The move comes after 2024 data marked the third consecutive year that birth rates have dropped - something experts have warned is likely to continue. Last year, China introduced an annual childcare subsidy, and exempted such subsidies from personal income tax amid a series of "fertility-friendly" measures implemented in 2024 - such as urging colleges and universities to provide "love education" to portray marriage, love, fertility and family in a positive light, Reuters reports.

Meanwhile, CCP leadership pledged in December at the annual Central Economic Work Conference to promote "positive marriage and childbearing attitudes." 

The country's birth rates have been falling for decades as a result of Beijing's one-child policy implemented from 1980 - 2015, along with rapid urbanization. 
 


High childcare and education costs along with job uncertainty and a slowing economy has also dissuaded young Chinese from getting married and starting a family. 

 

 

As Thomas Kolbe noted two weeks ago:

China is expected to lose about 20 percent of its population over the next 30 years.

There is no doubt this will have consequences for the global economy. Societies react reflexively to such developments. China responds with aggressive subsidies for its export engine to counter these domestic distortions, which primarily manifest economically as deflationary pressures.

China's attempt to course-correct comes as global fertility rates continue to plummet. Fertility rates (the average number of children born to a woman in her lifetime) are different from birthrates (the number of live births per 1,000 people in a population over a given period), although the terms are related and often used interchangeably.
 


Meanwhile, look at who has the highest fertility rates: Somalia, Chad, Niger, DRC, and other African nations. Only about 4 percent of the world’s population reside in a country with a high fertility rate - more than five children per woman - and all of those nations are in Africa, the Census Bureau noted. Even in those countries, fertility rates are generally lower than they once were.
 


The fertility rate in India, the world’s most populous country, has steadily declined over the past six decades. In June, the UN Population Fund reported that India’s fertility rate stood at 1.9 children per woman, down from five or six children in 1960.

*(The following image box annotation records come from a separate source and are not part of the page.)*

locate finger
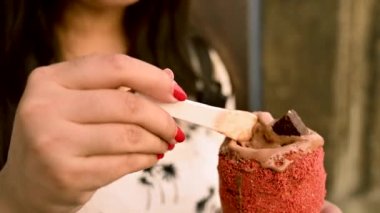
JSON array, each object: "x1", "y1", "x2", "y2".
[
  {"x1": 44, "y1": 54, "x2": 176, "y2": 101},
  {"x1": 255, "y1": 112, "x2": 274, "y2": 124},
  {"x1": 73, "y1": 124, "x2": 168, "y2": 156},
  {"x1": 80, "y1": 154, "x2": 158, "y2": 190},
  {"x1": 59, "y1": 90, "x2": 177, "y2": 141}
]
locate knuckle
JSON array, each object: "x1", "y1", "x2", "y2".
[
  {"x1": 106, "y1": 54, "x2": 129, "y2": 71},
  {"x1": 17, "y1": 98, "x2": 49, "y2": 121},
  {"x1": 29, "y1": 132, "x2": 60, "y2": 158},
  {"x1": 123, "y1": 93, "x2": 143, "y2": 117}
]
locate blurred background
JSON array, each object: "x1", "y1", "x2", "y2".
[{"x1": 191, "y1": 0, "x2": 380, "y2": 213}]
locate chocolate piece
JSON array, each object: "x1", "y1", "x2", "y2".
[{"x1": 272, "y1": 110, "x2": 308, "y2": 136}]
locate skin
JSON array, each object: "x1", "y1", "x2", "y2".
[
  {"x1": 0, "y1": 0, "x2": 342, "y2": 213},
  {"x1": 0, "y1": 1, "x2": 177, "y2": 212}
]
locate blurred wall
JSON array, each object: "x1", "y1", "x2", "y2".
[
  {"x1": 193, "y1": 0, "x2": 380, "y2": 213},
  {"x1": 262, "y1": 0, "x2": 380, "y2": 212},
  {"x1": 191, "y1": 0, "x2": 248, "y2": 109}
]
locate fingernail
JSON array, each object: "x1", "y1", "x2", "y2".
[
  {"x1": 157, "y1": 154, "x2": 164, "y2": 160},
  {"x1": 175, "y1": 127, "x2": 186, "y2": 143},
  {"x1": 168, "y1": 143, "x2": 175, "y2": 150},
  {"x1": 164, "y1": 68, "x2": 174, "y2": 79},
  {"x1": 173, "y1": 82, "x2": 187, "y2": 101}
]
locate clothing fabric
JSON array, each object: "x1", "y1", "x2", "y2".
[{"x1": 79, "y1": 50, "x2": 234, "y2": 213}]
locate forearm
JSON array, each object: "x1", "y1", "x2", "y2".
[{"x1": 0, "y1": 171, "x2": 16, "y2": 213}]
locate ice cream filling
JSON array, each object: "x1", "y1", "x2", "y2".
[{"x1": 220, "y1": 112, "x2": 324, "y2": 172}]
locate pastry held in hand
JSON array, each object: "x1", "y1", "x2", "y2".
[
  {"x1": 218, "y1": 110, "x2": 326, "y2": 213},
  {"x1": 160, "y1": 100, "x2": 257, "y2": 141}
]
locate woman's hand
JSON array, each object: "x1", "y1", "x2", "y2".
[{"x1": 0, "y1": 55, "x2": 186, "y2": 212}]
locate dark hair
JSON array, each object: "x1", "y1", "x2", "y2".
[{"x1": 0, "y1": 0, "x2": 196, "y2": 169}]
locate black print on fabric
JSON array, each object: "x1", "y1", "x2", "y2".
[{"x1": 139, "y1": 164, "x2": 178, "y2": 210}]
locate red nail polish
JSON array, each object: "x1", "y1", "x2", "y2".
[
  {"x1": 175, "y1": 127, "x2": 186, "y2": 142},
  {"x1": 173, "y1": 83, "x2": 187, "y2": 101},
  {"x1": 168, "y1": 143, "x2": 175, "y2": 150},
  {"x1": 157, "y1": 154, "x2": 164, "y2": 160},
  {"x1": 164, "y1": 68, "x2": 174, "y2": 80}
]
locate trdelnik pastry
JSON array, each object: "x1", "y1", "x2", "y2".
[{"x1": 218, "y1": 110, "x2": 326, "y2": 213}]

In 1990, China’s fertility rate was 2.51, despite its one child policy. By 2023, it had dropped to less than one birth per woman, according to the United Nation’s population division.

In the United States, fertility has undergone a persistent decline. It fell below the replacement level in 1972 and reached 1.62 in 2023, a historic low.
 


Asian and European countries have the lowest fertility rates in the world, and South Korea (0.72), Singapore (0.97), Ukraine (0.977), and China (0.999) all have rates below one.